Tandy Hard

Monday, October 22, 2007

Proud

The Creighton Double-Up went went well for Truman. I've got a soft spot for that Tournament. First, Marty runs it. He's a great coach and I really respect him. If I couldn't have been on Truman's team I would have been on his. Next, all the awards are from Ten Thousand Villages, a fair trade organization. And Finally, I got the second speaker award my at that tournament, that was the only nationally significant tourney that I kicked butt at.
I wasn't able to attend the tourney this year, and I would have liked to, I have two good friends in Omaha and another in Kearney I could have visited on the way there.

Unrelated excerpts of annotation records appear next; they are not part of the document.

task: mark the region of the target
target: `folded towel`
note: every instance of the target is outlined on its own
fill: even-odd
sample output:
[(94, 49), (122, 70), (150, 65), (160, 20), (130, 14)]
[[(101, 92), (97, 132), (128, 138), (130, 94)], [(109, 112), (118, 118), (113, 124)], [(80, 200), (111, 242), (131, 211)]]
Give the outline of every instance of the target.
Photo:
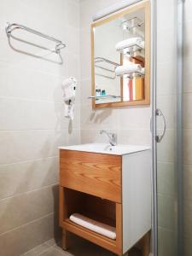
[(108, 238), (116, 239), (116, 229), (101, 222), (90, 219), (79, 213), (70, 216), (70, 220), (91, 231), (96, 232)]
[(123, 51), (123, 49), (125, 48), (129, 48), (134, 45), (138, 45), (140, 46), (141, 43), (142, 43), (142, 38), (128, 38), (123, 41), (119, 42), (115, 48), (116, 50), (119, 50), (119, 51)]
[(140, 64), (130, 64), (119, 66), (115, 69), (117, 76), (123, 76), (124, 74), (129, 74), (134, 72), (142, 73), (142, 66)]

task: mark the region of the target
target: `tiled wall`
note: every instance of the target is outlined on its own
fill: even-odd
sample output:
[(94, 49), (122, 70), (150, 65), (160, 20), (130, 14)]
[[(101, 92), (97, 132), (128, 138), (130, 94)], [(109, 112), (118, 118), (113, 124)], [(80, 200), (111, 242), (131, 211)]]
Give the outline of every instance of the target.
[(192, 252), (192, 1), (184, 3), (183, 59), (183, 218), (184, 256)]
[(107, 143), (99, 131), (118, 134), (118, 143), (149, 145), (150, 107), (129, 107), (92, 110), (90, 77), (90, 24), (97, 11), (117, 3), (118, 0), (80, 0), (80, 77), (81, 77), (81, 142)]
[[(79, 79), (77, 0), (0, 2), (0, 254), (17, 256), (58, 232), (58, 149), (79, 142), (75, 120), (64, 118), (61, 84)], [(67, 44), (58, 56), (20, 41), (10, 48), (6, 22), (17, 22)], [(20, 32), (23, 37), (25, 32)], [(52, 47), (27, 34), (27, 40)]]

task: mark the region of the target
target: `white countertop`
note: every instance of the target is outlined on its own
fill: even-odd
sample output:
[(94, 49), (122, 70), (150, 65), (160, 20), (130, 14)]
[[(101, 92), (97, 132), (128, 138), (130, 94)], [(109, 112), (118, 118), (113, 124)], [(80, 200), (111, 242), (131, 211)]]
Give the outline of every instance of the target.
[(150, 150), (151, 148), (148, 146), (138, 146), (138, 145), (118, 144), (117, 146), (111, 146), (109, 144), (89, 143), (89, 144), (80, 144), (80, 145), (73, 145), (73, 146), (61, 146), (59, 147), (59, 149), (123, 155), (123, 154), (128, 154), (136, 153), (139, 151)]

Also, the mid-west's finest speaker are there, so high quality debate. That tournament is forever sealed in my brain. Three years in a row I did five events and debated. The double up signifies two tourneys in one weekend. I remember the absolute state of exhaustion that I would be on Sunday night for the drive home. I was so tired I couldn't see straight. It was the kinda of tired that feels so good. I'd always have a good trophy haul at that tournament.
With in the next year or two, there is the possibility of me creating my own debate team at the new high school. The benefits: I know what I'm getting into, I know more theory than most highschool coaches, and I could totally focus on the pedagogical values as well as the competitive values of the event. The Down falls: no weekends, STL does "Puff" debate (a style of debate that I'm not used to and supposedly has less educational value) and the chance that my competitiveness will leak out and manifest itself on the kids.
But anyway, it seems that the new crop of freshman are doing well. This makes me happy. May they grow. Debate may have changed me educationally, but it changed me more psychologically and socially. Because of debate, I can actually hold my liqueur to some extent. I know how to smoke a cigar. Because of mistakes made with teammates, I know I'm not as good a person as I thought I was and that I'm way to judgmental for my own good. (Valuable Self knowledge)
Cheers to the freshman, may they get out of it as much as I did!